Berbagai materi tadi yang sukses membuat series ini terasa seimbang, dan yeah, terasa cukup compact. Bersama dengan kinerja akting yang mumpuni dari cast terutama Sophia Lillis mereka mampu menjaga daya tarik cerita yang sebenarnya memiliki konflik yang kurang berkembang dan memuaskan. Berbagai masalah yang ada di pikiran Sydney kurang dieksplorasi, mereka lebih condong digunakan untuk menopang narasi ketimbang untuk terus menggali misteri sehingga membuat punch yang dihasilkan terasa kurang kuat.

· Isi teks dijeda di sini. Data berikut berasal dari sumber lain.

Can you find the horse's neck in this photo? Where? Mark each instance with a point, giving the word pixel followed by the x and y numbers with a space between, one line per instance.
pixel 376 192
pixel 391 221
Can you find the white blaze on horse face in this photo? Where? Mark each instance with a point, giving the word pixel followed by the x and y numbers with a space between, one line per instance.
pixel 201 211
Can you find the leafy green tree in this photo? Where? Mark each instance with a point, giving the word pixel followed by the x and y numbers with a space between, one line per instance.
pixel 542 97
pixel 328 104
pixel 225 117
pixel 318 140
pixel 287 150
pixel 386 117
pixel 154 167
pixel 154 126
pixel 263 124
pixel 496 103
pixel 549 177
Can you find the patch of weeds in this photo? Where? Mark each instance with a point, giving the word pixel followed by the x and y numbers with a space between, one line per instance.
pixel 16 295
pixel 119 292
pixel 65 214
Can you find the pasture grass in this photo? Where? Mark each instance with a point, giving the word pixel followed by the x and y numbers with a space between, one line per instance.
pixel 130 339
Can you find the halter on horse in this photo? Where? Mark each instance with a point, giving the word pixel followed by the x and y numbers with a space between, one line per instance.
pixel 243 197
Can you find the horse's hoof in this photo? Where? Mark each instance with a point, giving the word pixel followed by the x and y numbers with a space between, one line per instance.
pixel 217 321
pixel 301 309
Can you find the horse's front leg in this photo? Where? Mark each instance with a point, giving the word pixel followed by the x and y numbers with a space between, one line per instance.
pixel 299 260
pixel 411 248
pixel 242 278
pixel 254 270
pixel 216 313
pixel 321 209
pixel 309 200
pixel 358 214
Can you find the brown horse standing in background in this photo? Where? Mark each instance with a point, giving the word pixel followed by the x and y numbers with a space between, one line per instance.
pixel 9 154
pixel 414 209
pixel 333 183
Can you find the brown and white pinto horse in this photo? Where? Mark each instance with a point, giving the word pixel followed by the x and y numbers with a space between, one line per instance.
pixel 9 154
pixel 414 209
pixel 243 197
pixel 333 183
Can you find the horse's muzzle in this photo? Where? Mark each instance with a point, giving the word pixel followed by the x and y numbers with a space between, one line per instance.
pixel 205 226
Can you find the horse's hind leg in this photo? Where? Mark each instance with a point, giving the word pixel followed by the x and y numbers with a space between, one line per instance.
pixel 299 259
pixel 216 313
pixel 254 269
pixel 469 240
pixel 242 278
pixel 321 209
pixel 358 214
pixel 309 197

Tidak heran ketika momen akhir di penghujung episode ketujuh itu muncul yang tersisa dari petualangan Sydney adalah bahwa ini hanya sekedar bagian pembuka, meskipun harus diakui kisah Sydney dan mitologi menggunakan supernatural itu punya potensi besar kedepannya.
Overall, ‘I Am Not Okay with This’ adalah series yang cukup memuaskan. Ya, ‘I Am Not Okay with This’ punya potensi yang sangat besar jika dilanjutkan ke season berikutnya, proses pengenalan dan kick-off di season pertama ini terasa oke dengan pondasi baik pada karakter dan cerita yang terasa cukup kuat. Proses self-discovery yang terasa oke itu kini sudah berlalu dan menarik untuk dinantikan apa yang selanjutnya akan dihadirkan oleh tim kreatif di balik kisah Sydney. Semoga saja ada perkembangan yang sangat besar nantinya, tidak hanya sekedar sukses meraih atensi penonton lalu menggoda mereka dengan berbagai twist yang oke namun kurang kuat, sehingga apa yang terjadi di season pertama ini tidak terulang kembali, sebuah kisah coming-of-age yang terasa fresh, compact, dan menawan namun tidak terlalu memorable.